Joel Beck, Alexander Beatty, and Paul Sackett responded in 2014 with a careful methodological critique. Their key demonstration was that sampling from only the upper tail of a normal distribution - which is precisely what populations of elite researchers, athletes, and entertainers are - produces highly skewed data even when the underlying distribution is perfectly normal. The apparent power law may be a property of sample selection rather than of human capability.

Nesbitt adds the metric structure argument I described in the opening. Count statistics (publications, home runs) have structural properties - bounded at zero, unbounded above, shaped by opportunity - that generate skew regardless of the underlying ability distribution. When you normalise for those structural features, the skew largely disappears.

I find both the Beck et al. and Nesbitt arguments convincing. But I want to add a third layer, which neither addresses: the sample that organisational performance management is observing is not the kind of sample from which distributional conclusions can reliably be drawn.

The sample you cannot see

Here is the problem in its simplest form. Any claim about the distribution of performance within a firm implicitly assumes that the employees you are observing constitute a meaningful sample from the population you care about. They do not. They are the survivors of at least four sequential selection processes, each applied with substantial measurement error, each systematically biasing who remains.

Stage 1: Selection at entry. The firm applies a selection procedure to an applicant pool. Even a good one - a procedure with validity around 0.40, which is high by real-world standards - leaves substantial error. The hired cohort is range-restricted: those below the selection threshold are absent. That threshold is itself applied to a noisy score, so some of the people below the threshold in terms of true capability were hired anyway, and some above it were not. From the first day of employment, the in-firm distribution is not a random draw from the labour market. But it is also not a pure ‘sampling from the upper tail’ because you have the measurement error of selection.

Stage 2: Differential voluntary attrition. Workers leave at different rates correlated with their ability. High-capability employees have more outside options - their ability is visible to other employers through the labour market signalling process - and so they leave at higher rates.

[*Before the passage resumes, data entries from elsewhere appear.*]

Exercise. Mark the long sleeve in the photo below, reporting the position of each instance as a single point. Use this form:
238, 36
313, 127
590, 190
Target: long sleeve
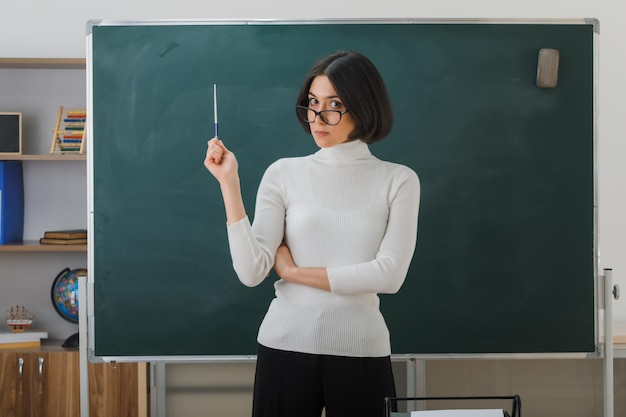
252, 247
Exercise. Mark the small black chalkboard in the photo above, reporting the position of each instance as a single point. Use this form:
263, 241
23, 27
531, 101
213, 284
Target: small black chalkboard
11, 133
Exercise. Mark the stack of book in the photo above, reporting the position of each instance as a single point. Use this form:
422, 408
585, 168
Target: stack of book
26, 339
64, 237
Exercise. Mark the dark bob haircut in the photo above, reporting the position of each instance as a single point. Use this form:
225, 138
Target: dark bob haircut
361, 89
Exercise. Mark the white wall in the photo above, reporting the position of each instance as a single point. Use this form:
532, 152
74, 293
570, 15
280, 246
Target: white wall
39, 28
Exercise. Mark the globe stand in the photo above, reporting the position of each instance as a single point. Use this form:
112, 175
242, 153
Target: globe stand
64, 296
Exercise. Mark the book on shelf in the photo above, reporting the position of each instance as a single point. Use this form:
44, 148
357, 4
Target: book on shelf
53, 241
27, 338
66, 234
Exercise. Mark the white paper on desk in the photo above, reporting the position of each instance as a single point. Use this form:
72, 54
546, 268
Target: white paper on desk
459, 413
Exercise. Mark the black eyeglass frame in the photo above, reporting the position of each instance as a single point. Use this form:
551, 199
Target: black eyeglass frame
321, 115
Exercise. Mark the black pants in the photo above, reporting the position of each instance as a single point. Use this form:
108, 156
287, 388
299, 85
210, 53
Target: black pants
291, 384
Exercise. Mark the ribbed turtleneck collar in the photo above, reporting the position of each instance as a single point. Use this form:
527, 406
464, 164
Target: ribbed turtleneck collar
355, 150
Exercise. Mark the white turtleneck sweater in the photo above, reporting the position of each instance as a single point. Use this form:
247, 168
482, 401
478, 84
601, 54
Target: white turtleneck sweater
343, 209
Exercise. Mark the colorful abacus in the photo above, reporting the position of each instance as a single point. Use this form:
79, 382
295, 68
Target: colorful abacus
69, 132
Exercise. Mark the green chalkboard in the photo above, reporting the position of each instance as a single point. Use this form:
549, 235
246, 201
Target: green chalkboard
506, 253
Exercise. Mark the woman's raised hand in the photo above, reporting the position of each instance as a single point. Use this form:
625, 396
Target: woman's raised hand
220, 162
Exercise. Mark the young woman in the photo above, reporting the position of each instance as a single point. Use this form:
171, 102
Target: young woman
338, 227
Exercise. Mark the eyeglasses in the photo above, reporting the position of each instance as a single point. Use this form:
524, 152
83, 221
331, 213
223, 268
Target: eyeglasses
330, 117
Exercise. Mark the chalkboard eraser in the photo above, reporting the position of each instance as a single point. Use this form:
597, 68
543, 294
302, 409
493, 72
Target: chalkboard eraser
548, 68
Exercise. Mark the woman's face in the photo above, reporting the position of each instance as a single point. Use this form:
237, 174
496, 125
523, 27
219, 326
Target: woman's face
322, 96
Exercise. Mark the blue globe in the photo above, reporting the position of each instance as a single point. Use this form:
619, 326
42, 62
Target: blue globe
65, 293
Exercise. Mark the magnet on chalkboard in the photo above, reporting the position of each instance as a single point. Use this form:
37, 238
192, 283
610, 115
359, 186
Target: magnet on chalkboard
548, 68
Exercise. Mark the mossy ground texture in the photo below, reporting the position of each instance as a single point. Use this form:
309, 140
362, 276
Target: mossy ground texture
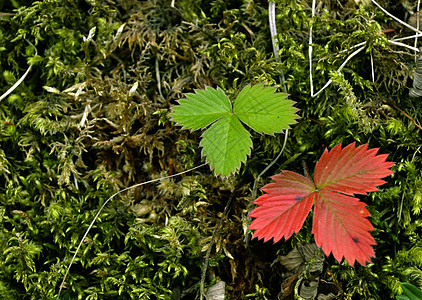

But there is a second, subtler mechanism at work that I have observed consistently in organisations, especially those with structured bonus programmes. Employees join with expectations about their career trajectory: not just their starting salary but the expected value of their development over time, discounted for risk. When the firm’s annual signals - the rating, the bonus allocation - fall short of those expectations, the employee updates their belief about whether this firm will help them develop as they hoped. If the gap is large enough, they start looking elsewhere.

This second mechanism has a particularly perverse interaction with measurement error. Under the first mechanism, the people who leave are genuinely high-ability - the firm loses people it wants to keep, but at least the cause is structural (the market). Under the second mechanism, the people who leave are those who received signals below their expectations. With imperfect measurement, that includes high-ability employees who were rated low through inter-rater noise. The firm does not know these were its best performers, because the rating that prompted them to leave was itself wrong. Meanwhile, lower-ability employees who were fortunate enough to receive inflated ratings stay longer than they should, because the firm’s signal confirmed their self-assessment.

Stage 3: Performance management out. Firms explicitly remove workers at the lower end of their performance distribution. Probationary dismissals, performance improvement plans, and redundancy selection all systematically truncate the lower tail. The criterion used is measured performance - which, as I will show in the simulation, carries a noise component that is roughly as large as the true signal. Some genuinely low-performing employees are removed correctly. Some higher-performing employees who received a bad rating in a bad year are removed incorrectly. The resulting sample is not “everyone above the true performance threshold.” It is everyone above a noisy, error-prone estimate of that threshold.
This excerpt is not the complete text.